Je serre les dents. Je n’ai clairement pas mon mot à dire. Mathieu quitte le salon et monte à l’étage sans un regard en arrière.

Je soupire en le regardant partir, mais mon attention revient vite sur Sasha, qui me jette des coups d’œil mal à l’aise. Il se triture les mains, hésite, avant de finalement s’approcher de moi.

— Je… je voulais m’excuser pour la dernière fois. Ma réaction était excessive. Je sais que tu ne voulais pas me blesser.

Je secoue la tête.

— Ne t’inquiète pas, je ne t’en veux pas. C’est compliqué pour toi. Je ne connais pas tous les détails, mais je comprends.

Il laisse échapper un petit rire amer.

— Tu l’avais sûrement deviné, mais… j’ai peur de l’abandon. Et je ne survivrais pas à celui de Mathieu.

Ses mots me surprennent.

— Mathieu ne te fera jamais ça. Vous avez un lien fort, ça se voit. Parfois, je m’imagine avoir une relation pareille avec Axel… C’est beau.

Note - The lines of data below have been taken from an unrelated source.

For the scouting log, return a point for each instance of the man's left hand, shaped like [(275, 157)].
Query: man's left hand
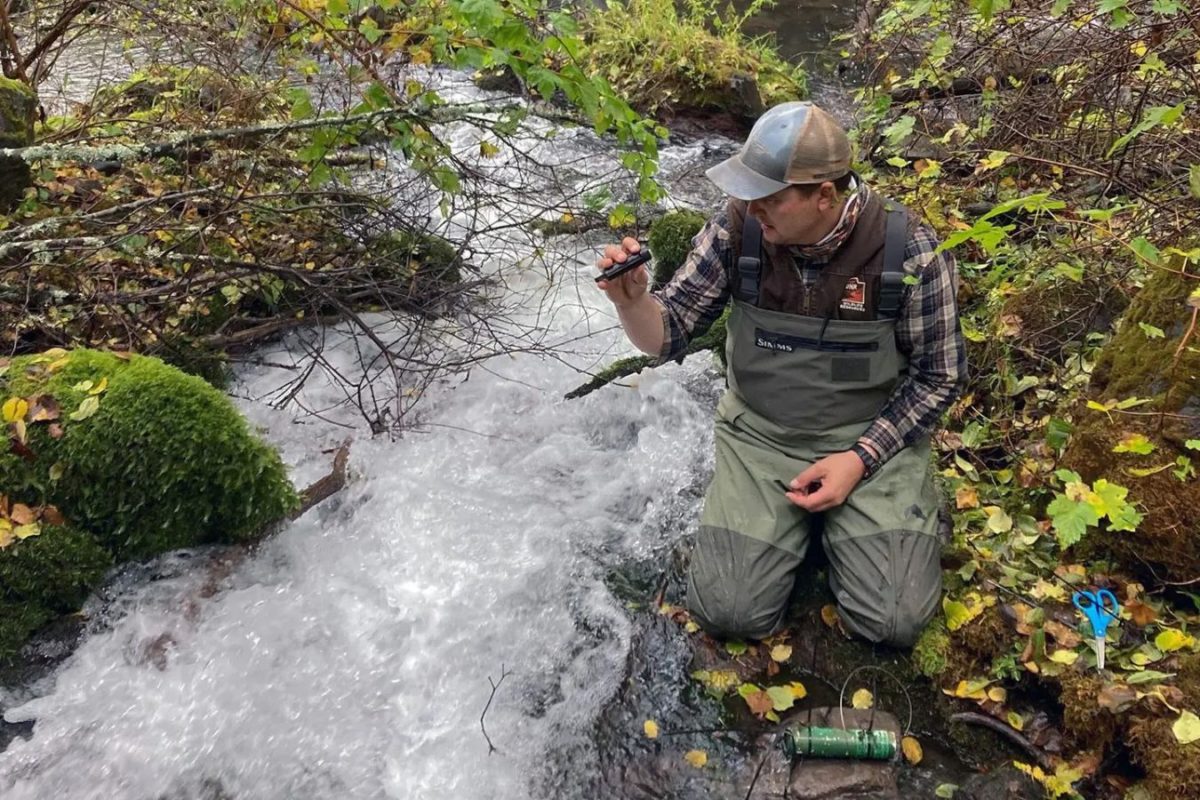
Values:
[(828, 482)]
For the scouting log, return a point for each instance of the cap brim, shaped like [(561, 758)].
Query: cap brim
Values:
[(737, 180)]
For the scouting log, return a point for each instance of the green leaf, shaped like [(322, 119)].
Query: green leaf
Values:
[(1125, 518), (1156, 116), (1147, 677), (1151, 331), (1145, 250), (1057, 433), (1134, 443), (1109, 498), (781, 697), (899, 131), (1071, 519), (87, 408)]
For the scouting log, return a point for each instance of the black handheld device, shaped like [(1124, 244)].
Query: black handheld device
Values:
[(633, 262)]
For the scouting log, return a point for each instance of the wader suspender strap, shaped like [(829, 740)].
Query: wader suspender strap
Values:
[(895, 238), (750, 260)]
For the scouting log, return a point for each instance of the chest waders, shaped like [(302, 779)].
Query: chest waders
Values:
[(802, 388)]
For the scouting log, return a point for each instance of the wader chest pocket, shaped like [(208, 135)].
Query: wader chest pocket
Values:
[(850, 370), (786, 343)]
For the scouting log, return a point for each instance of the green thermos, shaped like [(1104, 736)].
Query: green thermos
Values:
[(808, 741)]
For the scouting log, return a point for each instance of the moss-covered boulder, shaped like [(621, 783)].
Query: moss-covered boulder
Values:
[(1150, 360), (431, 265), (670, 240), (136, 452), (18, 107)]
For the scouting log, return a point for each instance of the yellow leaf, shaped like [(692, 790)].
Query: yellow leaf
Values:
[(911, 750), (960, 613), (966, 497), (1063, 656), (27, 531), (15, 409), (1171, 639), (999, 522), (1187, 728)]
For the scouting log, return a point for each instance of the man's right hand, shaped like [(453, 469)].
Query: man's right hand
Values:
[(629, 288)]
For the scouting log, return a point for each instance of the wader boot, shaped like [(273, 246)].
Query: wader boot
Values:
[(803, 386)]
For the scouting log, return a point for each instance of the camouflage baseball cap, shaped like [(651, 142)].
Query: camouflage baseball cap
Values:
[(792, 143)]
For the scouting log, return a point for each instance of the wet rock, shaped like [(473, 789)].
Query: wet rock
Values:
[(18, 106), (815, 779), (1003, 783)]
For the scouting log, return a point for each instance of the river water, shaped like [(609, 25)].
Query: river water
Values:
[(468, 565)]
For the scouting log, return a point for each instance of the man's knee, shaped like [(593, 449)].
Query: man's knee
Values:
[(725, 612), (898, 626), (738, 587)]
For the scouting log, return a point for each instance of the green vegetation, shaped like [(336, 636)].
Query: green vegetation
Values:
[(665, 59), (115, 457)]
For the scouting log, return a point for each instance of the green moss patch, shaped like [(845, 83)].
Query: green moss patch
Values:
[(670, 240), (143, 456)]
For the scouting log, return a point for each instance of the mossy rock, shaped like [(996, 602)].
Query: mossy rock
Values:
[(18, 620), (431, 264), (929, 654), (1055, 314), (18, 108), (1173, 769), (57, 569), (1135, 365), (670, 240), (147, 458)]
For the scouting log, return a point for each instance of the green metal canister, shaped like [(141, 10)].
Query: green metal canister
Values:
[(808, 741)]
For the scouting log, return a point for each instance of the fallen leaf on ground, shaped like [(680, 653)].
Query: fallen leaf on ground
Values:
[(911, 750)]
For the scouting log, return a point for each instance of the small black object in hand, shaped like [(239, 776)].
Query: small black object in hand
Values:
[(633, 262)]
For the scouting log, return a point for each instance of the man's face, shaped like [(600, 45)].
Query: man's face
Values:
[(792, 217)]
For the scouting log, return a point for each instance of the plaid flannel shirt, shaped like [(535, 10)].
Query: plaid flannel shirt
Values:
[(928, 330)]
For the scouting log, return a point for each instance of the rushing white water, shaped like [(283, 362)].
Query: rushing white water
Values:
[(353, 654)]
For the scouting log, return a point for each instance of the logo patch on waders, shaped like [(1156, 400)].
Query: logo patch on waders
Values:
[(855, 299)]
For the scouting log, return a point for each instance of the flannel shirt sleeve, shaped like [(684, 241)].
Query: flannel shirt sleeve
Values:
[(696, 295), (930, 335)]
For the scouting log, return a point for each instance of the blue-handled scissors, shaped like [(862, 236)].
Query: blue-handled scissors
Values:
[(1101, 607)]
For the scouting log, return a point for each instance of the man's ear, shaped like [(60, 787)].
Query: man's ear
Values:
[(828, 196)]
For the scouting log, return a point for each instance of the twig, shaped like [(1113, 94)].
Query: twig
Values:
[(1008, 732), (496, 685), (327, 486), (762, 763)]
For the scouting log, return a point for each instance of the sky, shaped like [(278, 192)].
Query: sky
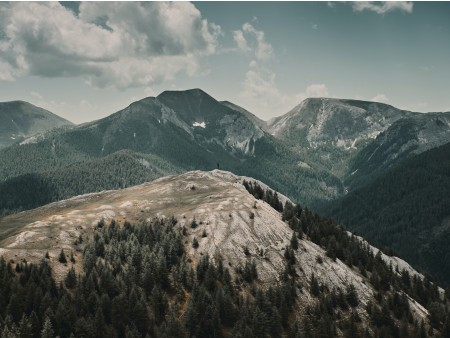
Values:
[(87, 60)]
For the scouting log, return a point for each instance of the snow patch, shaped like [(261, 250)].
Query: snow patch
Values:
[(22, 238), (199, 124)]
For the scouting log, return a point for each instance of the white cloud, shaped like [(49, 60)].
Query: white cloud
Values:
[(36, 95), (380, 98), (41, 101), (313, 90), (241, 41), (120, 44), (382, 7), (260, 92)]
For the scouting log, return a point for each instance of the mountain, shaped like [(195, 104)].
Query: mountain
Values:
[(185, 129), (407, 209), (404, 139), (19, 120), (227, 264), (358, 140), (330, 132), (257, 121)]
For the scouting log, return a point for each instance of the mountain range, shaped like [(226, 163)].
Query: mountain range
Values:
[(169, 249), (19, 120), (325, 154)]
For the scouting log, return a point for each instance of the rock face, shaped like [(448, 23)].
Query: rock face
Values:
[(190, 116), (342, 123), (229, 223), (404, 139), (19, 120)]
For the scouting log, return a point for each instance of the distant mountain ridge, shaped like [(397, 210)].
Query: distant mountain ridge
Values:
[(19, 119), (320, 151)]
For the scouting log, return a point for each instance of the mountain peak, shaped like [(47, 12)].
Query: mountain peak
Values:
[(194, 92)]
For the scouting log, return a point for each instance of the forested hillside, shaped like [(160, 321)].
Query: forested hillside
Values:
[(407, 209), (19, 120), (119, 170)]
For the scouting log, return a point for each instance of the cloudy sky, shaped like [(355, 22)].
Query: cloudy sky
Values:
[(87, 60)]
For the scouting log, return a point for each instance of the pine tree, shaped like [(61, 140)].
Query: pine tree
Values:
[(62, 257), (71, 279), (47, 330), (294, 241)]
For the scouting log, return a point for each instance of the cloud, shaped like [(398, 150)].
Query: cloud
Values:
[(122, 44), (241, 41), (39, 100), (380, 98), (36, 95), (313, 90), (383, 7), (259, 88)]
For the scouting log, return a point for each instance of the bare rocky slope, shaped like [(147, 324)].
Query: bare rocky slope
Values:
[(232, 226)]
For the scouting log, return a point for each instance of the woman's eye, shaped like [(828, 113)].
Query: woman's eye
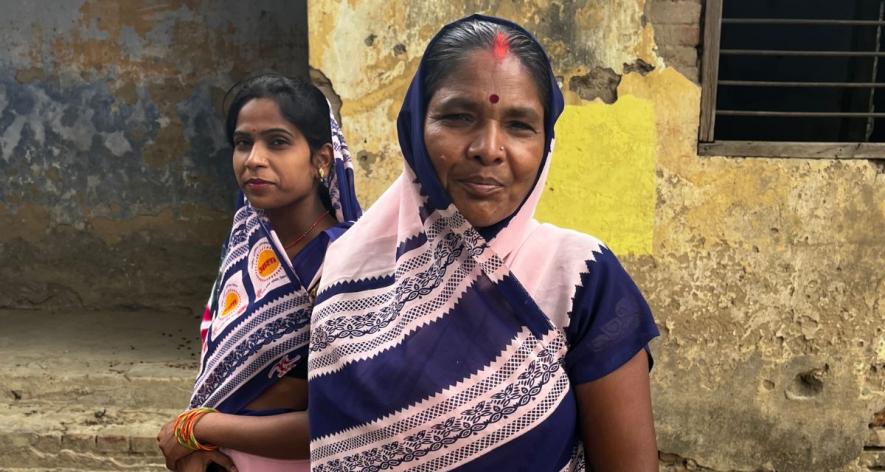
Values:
[(457, 118), (521, 126)]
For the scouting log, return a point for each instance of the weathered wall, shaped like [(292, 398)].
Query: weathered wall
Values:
[(117, 185), (766, 276)]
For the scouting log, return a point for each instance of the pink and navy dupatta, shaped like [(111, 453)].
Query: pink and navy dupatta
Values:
[(433, 348)]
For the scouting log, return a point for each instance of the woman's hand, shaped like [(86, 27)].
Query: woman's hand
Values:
[(198, 461), (172, 451)]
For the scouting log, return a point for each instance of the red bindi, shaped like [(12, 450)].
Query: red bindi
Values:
[(501, 47)]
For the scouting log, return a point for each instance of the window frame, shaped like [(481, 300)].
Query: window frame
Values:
[(709, 146)]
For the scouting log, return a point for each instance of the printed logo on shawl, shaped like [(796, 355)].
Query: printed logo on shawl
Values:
[(265, 269), (233, 302), (283, 366)]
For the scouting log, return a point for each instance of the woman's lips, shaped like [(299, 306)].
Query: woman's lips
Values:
[(481, 186), (257, 184)]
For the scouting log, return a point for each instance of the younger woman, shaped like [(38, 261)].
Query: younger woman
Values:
[(295, 174)]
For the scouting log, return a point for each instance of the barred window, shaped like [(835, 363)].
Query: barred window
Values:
[(793, 78)]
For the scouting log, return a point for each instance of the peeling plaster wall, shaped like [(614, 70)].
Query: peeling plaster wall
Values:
[(766, 276), (117, 186)]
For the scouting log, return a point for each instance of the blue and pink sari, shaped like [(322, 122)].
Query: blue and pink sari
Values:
[(434, 347)]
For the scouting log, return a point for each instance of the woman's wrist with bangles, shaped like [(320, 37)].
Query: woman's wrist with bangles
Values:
[(184, 427)]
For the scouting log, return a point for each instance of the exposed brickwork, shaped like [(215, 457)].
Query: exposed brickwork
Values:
[(677, 26)]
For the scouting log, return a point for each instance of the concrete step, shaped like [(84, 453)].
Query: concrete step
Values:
[(50, 435), (121, 359), (90, 390)]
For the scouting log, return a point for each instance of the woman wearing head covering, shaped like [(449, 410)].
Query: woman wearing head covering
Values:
[(295, 173), (452, 330)]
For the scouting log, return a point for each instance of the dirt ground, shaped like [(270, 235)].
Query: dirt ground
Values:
[(89, 391)]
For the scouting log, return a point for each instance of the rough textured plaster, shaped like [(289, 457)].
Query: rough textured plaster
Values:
[(116, 177)]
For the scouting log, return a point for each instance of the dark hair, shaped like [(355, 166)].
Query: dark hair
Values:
[(448, 50), (300, 102)]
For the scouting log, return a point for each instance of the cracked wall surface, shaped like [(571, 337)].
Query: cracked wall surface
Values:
[(117, 186), (765, 275)]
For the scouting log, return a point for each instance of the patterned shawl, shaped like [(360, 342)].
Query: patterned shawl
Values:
[(255, 327), (433, 348)]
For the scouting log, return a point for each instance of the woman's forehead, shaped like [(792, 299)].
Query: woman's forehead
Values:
[(481, 76)]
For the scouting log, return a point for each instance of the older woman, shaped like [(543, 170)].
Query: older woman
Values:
[(451, 328)]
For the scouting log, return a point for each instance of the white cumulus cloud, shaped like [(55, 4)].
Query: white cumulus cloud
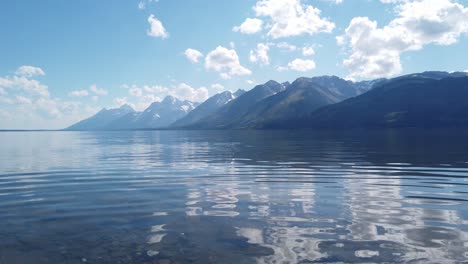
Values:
[(193, 55), (156, 28), (29, 71), (376, 51), (225, 62), (260, 54), (78, 93), (249, 26), (299, 65), (292, 18)]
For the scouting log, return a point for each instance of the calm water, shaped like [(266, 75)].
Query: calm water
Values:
[(233, 197)]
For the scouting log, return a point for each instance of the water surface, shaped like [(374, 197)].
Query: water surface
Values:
[(233, 197)]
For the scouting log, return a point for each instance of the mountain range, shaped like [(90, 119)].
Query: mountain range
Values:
[(427, 99)]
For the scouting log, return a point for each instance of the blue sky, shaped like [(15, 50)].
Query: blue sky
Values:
[(62, 61)]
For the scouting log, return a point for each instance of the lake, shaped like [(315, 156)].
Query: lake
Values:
[(233, 197)]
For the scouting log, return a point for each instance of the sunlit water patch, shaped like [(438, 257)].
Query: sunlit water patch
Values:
[(233, 197)]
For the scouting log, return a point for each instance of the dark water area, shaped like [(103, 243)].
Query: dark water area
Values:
[(234, 197)]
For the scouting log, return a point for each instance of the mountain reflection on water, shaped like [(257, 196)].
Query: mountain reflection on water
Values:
[(233, 197)]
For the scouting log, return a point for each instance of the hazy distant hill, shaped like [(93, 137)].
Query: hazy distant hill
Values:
[(427, 99), (207, 108), (232, 112), (102, 119), (419, 100), (157, 115), (302, 97)]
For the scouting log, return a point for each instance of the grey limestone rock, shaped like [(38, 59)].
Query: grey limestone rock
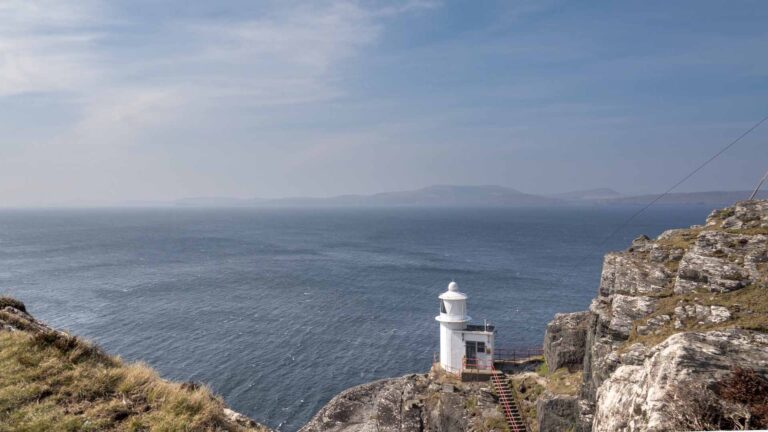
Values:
[(565, 340)]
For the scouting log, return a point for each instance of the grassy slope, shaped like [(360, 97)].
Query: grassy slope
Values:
[(52, 381)]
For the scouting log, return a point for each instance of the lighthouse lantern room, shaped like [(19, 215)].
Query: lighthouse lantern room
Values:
[(462, 345)]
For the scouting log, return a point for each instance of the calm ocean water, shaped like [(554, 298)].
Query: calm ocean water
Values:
[(279, 310)]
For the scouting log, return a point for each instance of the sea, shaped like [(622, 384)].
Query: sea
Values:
[(278, 310)]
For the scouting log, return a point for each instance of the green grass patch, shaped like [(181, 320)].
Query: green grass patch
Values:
[(748, 307), (57, 382)]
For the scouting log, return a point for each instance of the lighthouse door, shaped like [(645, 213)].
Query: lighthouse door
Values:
[(471, 352)]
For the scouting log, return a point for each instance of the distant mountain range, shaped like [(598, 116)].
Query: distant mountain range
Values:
[(474, 196)]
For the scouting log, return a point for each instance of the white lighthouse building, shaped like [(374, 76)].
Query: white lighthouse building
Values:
[(462, 345)]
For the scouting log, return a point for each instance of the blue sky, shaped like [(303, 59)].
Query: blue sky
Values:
[(105, 101)]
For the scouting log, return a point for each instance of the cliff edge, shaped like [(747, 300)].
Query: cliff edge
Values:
[(677, 337), (50, 380)]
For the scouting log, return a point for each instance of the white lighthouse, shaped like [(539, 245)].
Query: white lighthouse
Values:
[(462, 345)]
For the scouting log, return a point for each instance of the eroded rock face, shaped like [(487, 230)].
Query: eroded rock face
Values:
[(668, 286), (565, 340), (721, 262), (412, 403), (634, 397)]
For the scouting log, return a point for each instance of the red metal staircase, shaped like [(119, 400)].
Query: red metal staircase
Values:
[(508, 404)]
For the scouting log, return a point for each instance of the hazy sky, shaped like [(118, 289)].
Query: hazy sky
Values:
[(155, 100)]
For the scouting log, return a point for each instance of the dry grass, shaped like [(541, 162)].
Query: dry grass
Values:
[(564, 382), (51, 381), (681, 239)]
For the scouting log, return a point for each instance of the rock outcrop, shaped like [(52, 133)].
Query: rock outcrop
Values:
[(412, 403), (685, 309), (565, 340)]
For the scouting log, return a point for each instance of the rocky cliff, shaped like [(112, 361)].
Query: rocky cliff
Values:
[(675, 335), (413, 403)]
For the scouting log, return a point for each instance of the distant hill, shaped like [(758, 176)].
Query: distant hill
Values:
[(589, 195), (433, 196), (474, 196), (714, 198)]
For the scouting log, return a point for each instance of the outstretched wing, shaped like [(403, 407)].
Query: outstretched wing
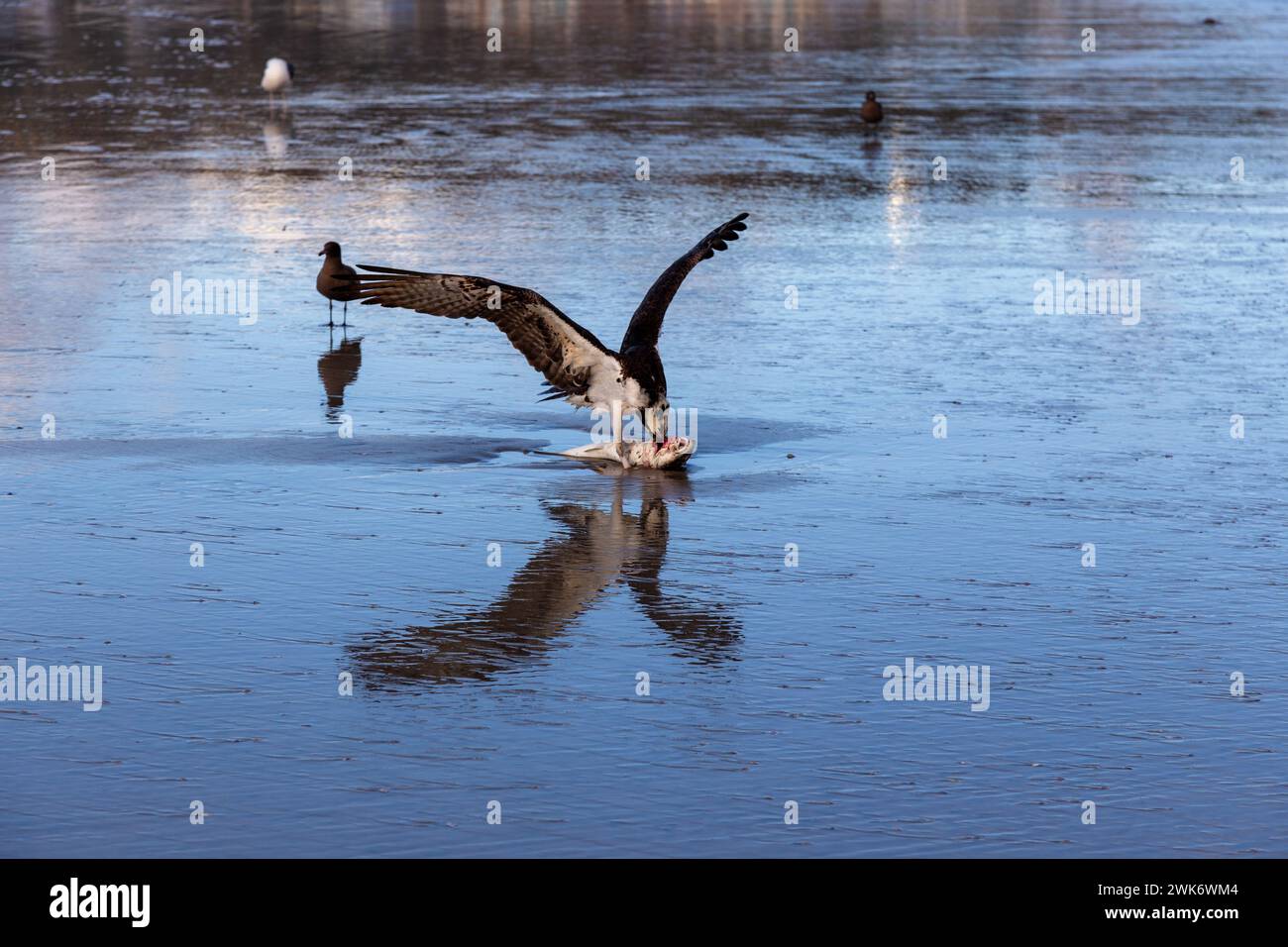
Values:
[(647, 322), (555, 346)]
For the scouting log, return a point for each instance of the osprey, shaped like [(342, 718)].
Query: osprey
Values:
[(578, 367)]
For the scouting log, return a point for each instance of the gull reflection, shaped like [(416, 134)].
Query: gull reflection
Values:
[(277, 137), (592, 551), (338, 368)]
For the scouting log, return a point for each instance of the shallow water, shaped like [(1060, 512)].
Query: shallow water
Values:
[(518, 682)]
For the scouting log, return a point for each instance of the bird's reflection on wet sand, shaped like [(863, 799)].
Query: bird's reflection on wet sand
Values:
[(338, 368), (592, 551)]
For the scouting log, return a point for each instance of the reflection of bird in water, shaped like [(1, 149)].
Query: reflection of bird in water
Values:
[(333, 285), (593, 551), (871, 112), (338, 368), (277, 78), (277, 138)]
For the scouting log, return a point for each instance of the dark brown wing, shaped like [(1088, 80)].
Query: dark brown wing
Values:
[(647, 322), (555, 346)]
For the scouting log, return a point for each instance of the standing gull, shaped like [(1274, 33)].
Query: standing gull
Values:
[(580, 368), (331, 282), (277, 77), (871, 112)]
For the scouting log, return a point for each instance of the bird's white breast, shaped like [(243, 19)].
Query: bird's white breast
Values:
[(277, 75)]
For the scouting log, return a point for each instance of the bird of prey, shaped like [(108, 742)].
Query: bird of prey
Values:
[(578, 367)]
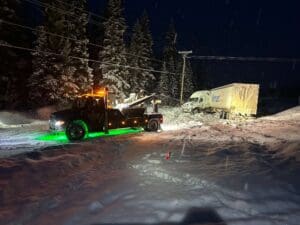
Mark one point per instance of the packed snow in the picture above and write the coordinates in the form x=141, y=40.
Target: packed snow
x=245, y=171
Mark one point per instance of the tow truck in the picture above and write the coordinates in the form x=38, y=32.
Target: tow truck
x=95, y=113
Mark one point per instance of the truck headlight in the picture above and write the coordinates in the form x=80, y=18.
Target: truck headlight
x=59, y=123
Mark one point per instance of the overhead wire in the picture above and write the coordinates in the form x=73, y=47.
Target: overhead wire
x=80, y=58
x=39, y=3
x=249, y=59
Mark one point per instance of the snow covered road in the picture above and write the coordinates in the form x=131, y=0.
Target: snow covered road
x=247, y=173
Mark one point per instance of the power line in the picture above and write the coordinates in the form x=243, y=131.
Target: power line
x=83, y=10
x=247, y=59
x=61, y=11
x=80, y=58
x=74, y=39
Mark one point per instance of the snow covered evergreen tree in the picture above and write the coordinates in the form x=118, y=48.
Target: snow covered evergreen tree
x=147, y=53
x=164, y=83
x=135, y=49
x=188, y=87
x=8, y=56
x=115, y=75
x=171, y=57
x=141, y=50
x=77, y=24
x=55, y=78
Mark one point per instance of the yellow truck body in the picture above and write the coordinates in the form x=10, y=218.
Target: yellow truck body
x=236, y=98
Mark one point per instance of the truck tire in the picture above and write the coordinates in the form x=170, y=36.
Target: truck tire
x=195, y=111
x=152, y=126
x=76, y=131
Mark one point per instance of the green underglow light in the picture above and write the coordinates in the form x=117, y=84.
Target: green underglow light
x=61, y=136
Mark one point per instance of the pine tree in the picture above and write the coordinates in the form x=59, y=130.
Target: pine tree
x=115, y=75
x=8, y=56
x=164, y=83
x=55, y=79
x=188, y=85
x=77, y=24
x=135, y=50
x=171, y=57
x=140, y=53
x=147, y=53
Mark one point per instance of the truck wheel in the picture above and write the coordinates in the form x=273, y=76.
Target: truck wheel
x=152, y=126
x=75, y=131
x=195, y=111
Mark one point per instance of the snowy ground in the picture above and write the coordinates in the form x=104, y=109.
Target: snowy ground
x=245, y=171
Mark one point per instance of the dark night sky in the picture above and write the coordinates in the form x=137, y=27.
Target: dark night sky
x=261, y=28
x=223, y=27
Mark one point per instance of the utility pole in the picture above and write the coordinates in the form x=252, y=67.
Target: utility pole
x=184, y=56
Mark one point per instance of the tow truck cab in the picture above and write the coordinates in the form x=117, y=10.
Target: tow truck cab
x=92, y=113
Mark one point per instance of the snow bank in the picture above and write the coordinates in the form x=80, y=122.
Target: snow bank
x=290, y=114
x=175, y=119
x=11, y=119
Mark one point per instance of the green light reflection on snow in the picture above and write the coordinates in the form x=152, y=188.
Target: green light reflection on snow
x=61, y=136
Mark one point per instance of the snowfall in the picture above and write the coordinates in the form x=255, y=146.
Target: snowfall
x=222, y=171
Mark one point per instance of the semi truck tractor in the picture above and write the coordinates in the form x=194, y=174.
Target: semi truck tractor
x=94, y=112
x=230, y=100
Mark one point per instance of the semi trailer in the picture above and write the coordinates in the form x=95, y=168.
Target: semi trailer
x=232, y=99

— Tu ne comprends pas. Je ne parle pas de ça.

Son regard se voile d’inquiétude.

— Je connais Mathieu depuis le lycée. Bien sûr qu’il ne me laissera jamais tomber. Ce qui me fait peur, c’est toi.

— Moi ?

— Alice… je ne parle pas de distance. Je parle de mort.

Un frisson me parcourt.

— C’est la première fois que je vois Mathieu comme ça. Et ça ne me dérangerait pas, si nous n’étions pas dans ce milieu. Mais Mathieu donnerait sa vie pour toi. Sans hésiter.

Il marque une pause, puis lâche dans un souffle : et peu importe les circonstances, si ça arrive… je te tiendrai responsable. Et je ne te pardonnerais  jamais.

Je le fixe, abasourdie.

— Je ne veux pas sa mort non plus…

— C’est pour ça que je suis d’accord avec lui. Tu ne nous accompagneras jamais en mission. Et plus vite cette histoire avec les Crows sera réglée, mieux ce sera.

Je baisse les yeux.

— Sasha… Je ne veux pas être en guerre avec toi.

Il détourne le regard.

— Je ne te déteste pas. Mais c’est plus fort que moi. Désolé.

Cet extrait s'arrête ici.